Der Ausbau von Lüttich / Namur (1878 - 1895) und der weitere Ausbau von Antwerpen (nach 1900)
Mitte des 19. Jahrhunderts machte die Artillerie einige bedeutende Entwicklungssprünge. Es begann mit der Einführung modernerer Hinterlader mit gezogenem Lauf, was zur Folge hatte, dass sich die Reichweite der Geschütze enorm steigerte. Zum Ende des Deutsch-französischen Krieges 1879/71 konnten die Preußen aus einer Entfernung von sieben Kilometern unter Beschuss nehmen.
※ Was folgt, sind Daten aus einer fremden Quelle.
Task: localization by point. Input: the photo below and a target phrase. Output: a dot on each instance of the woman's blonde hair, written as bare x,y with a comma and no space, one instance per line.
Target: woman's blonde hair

Diese Entwicklungen führten dazu, dass Belgien abermals riesige Bauprogramme auflegte.
(1) Es ging einerseits darum, die wichtigen Städte Lüttich und Namur militärisch zu sichern. Mit dem Vorhaben beauftragte man abermals Brialmont. Hier errichtete er die neuartigen Panzerfestungen, die er als Reaktion auf die Artilleriebedrohung entwickelte. Viele Festungen rund um die Städte sind baugleich und haben eine dreieckige Grundform, wurden aus Beton errichtet (einem seinerzeit neuen Baustoff) und mit Artillerie - geschützt durch Panzertürme aus Stahl - versehen.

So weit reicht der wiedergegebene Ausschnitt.